Nice job! Love the tats by the way.


----------



## coltmc4545 (Mar 24, 2014)

Tats and ass. Good shit. Keep it up.


----------



## widehips71 (Mar 24, 2014)

Hotmess said:


> what the muck? lol
> ol widehips stays on my butt



The tiny thing that it is


----------



## LeanHerm (Mar 25, 2014)

Great job hotmess.  I think I'm in love. Chicks with tats just kill me. Such a small group of them.


----------



## Maintenance Man (Mar 25, 2014)

Damn nice work so far HM. Keep up the dedication and hard work!

For some reason i wanna peg you as Pinkbears gf. I think its the tats


----------



## Gt500face (Mar 25, 2014)

Looking good Hotmess. Keep it up


----------



## Hotmess (Mar 26, 2014)

Maintenance Man said:


> Damn nice work so far HM. Keep up the dedication and hard work!
> 
> For some reason i wanna peg you as Pinkbears gf. I think its the tats


 
I'm widehips girl


----------



## PillarofBalance (Mar 26, 2014)

Maintenance Man said:


> Damn nice work so far HM. Keep up the dedication and hard work!
> 
> For some reason i wanna peg you as Pinkbears gf. I think its the tats



Hotmess is a female...


----------



## Rumpy (Mar 26, 2014)

MM, you just want to peg Pinky (again)


----------



## Hotmess (Mar 26, 2014)

AlphaD said:


> Very impressed with your Hotmess, keep it up!!!



Thanks!! The real fun is happening now!


----------



## Hotmess (Mar 26, 2014)

PillarofBalance said:


> Hotmess is a female...



All day everyday


----------



## Hotmess (Mar 26, 2014)

BigHerm said:


> Great job hotmess.  I think I'm in love. Chicks with tats just kill me. Such a small group of them.


Damn drop the L bomb  
Tattooed women are definitely more fun to look at.. tattooed women in shape shut shit down!


----------



## LeanHerm (Mar 26, 2014)

Hotmess said:


> Damn drop the L bomb
> Tattooed women are definitely more fun to look at.. tattooed women in shape shut shit down!



Def way better to look at meow!!!We'll I'm a tattooed man that's in pretty good shape. Lol seems you're already taken. That's a huge booooooooooooooooooooooooooooooooooooooooooooooo

Have a great day. Lol


----------



## Maintenance Man (Mar 26, 2014)

Hotmess said:


> I'm widehips girl


Well youre bounds to be someones girl lol


PillarofBalance said:


> Hotmess is a female...


Shit. He fools me with his, "I'm not gay guys really. I have a gf back home" bit. Dammit, scammed again!


Rumpy said:


> MM, you just want to peg Pinky (again)


Well he is tall, dark, and handsome...the question is, who DOESN'T want to peg Pinky??!


----------



## jyoung8j (Mar 26, 2014)

Nice work.. wht was ur protocol for the weight loss??


----------



## Hotmess (Mar 26, 2014)

jyoung8j said:


> Nice work.. wht was ur protocol for the weight loss??

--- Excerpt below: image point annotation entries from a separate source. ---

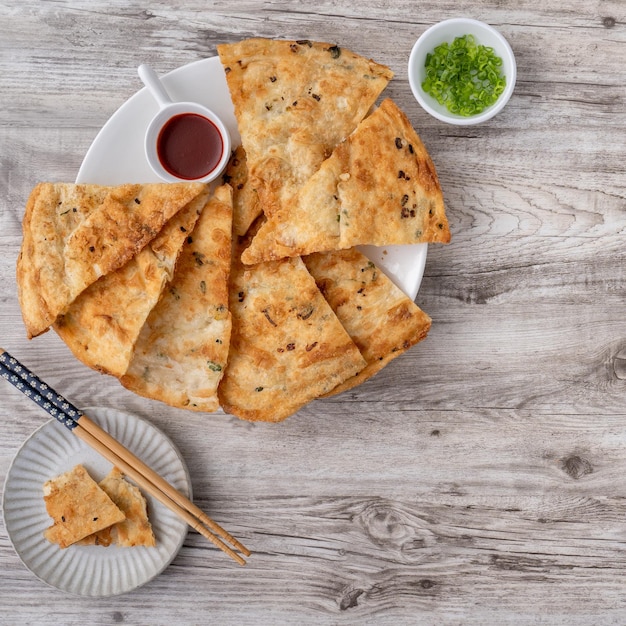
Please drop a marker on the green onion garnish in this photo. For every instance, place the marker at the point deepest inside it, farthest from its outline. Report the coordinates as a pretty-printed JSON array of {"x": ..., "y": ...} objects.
[{"x": 464, "y": 76}]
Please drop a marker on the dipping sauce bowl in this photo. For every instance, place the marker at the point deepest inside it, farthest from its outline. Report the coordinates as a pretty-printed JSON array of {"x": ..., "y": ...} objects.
[{"x": 185, "y": 141}]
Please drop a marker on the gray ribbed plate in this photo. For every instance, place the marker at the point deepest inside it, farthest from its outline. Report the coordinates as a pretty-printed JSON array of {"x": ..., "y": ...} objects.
[{"x": 91, "y": 570}]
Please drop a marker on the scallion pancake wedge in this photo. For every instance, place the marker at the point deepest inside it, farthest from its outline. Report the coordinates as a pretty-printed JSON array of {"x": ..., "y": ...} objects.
[{"x": 182, "y": 349}]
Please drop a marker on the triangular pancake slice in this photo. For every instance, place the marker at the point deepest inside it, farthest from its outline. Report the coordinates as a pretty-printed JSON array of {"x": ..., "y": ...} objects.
[
  {"x": 182, "y": 349},
  {"x": 102, "y": 325},
  {"x": 136, "y": 529},
  {"x": 294, "y": 102},
  {"x": 73, "y": 234},
  {"x": 78, "y": 506},
  {"x": 287, "y": 345},
  {"x": 379, "y": 187},
  {"x": 381, "y": 320}
]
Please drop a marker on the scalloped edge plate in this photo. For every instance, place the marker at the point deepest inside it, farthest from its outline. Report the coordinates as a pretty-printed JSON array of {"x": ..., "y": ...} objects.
[
  {"x": 117, "y": 155},
  {"x": 93, "y": 571}
]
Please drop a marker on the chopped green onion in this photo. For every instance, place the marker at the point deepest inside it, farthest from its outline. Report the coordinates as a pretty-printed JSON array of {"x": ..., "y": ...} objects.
[{"x": 464, "y": 76}]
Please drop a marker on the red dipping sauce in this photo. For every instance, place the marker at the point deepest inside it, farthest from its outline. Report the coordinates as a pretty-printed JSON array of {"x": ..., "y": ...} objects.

The first 15 wasn't a challenge. I would get up in the morning and do fasted cardio and then come in the evenings for strength training. I had very lil knowledge about breaking up the different muscles in your upper body and my diet wasn't as tight as it is now. I just stopped eating a lot of carbs and cooked at home. My weight stayed at 156 for a long time. I tried crossfit for a few months but I like being able to walk the next day and use my arms. I moved and started going to a different gym and started reading about weightlifting and developed a good routine. I stopped doing cardio and just weight trained and started to meal prep. I started doing iifym counting my macronutrients and that is where things really started to change. My workout routine for the longest was usually 4 sets of 12 with about 4 compound lifts and 4 iso. I am at a standstill. I am in no position to cut or bulk. I just don't have the meat I need the gains I want so I am powerlifting with my boyfriend (widehips) and I am doing cardio. Mostly HIIT. I have been invited to join a powerlifting team so I am going to check that out this weekend. Time to get big! 
thank you for the compliment.. I have worked my butt off to get where I am right now..


----------



## Hotmess (Mar 26, 2014)

AlphaD said:


> Very impressed with your Hotmess, keep it up!!!



thanks!! When I tell people I use to be big no one believes me until I whip out my phone!


----------



## Hotmess (Mar 26, 2014)

Seeker said:


> Nice work, Hotmess. Congrats on your achievement. Keep it going!



thank you!!


----------



## ccpro (Mar 27, 2014)

Nice work Hotmess...and yes you are!

Sent from my SGH-T999 using Tapatalk


----------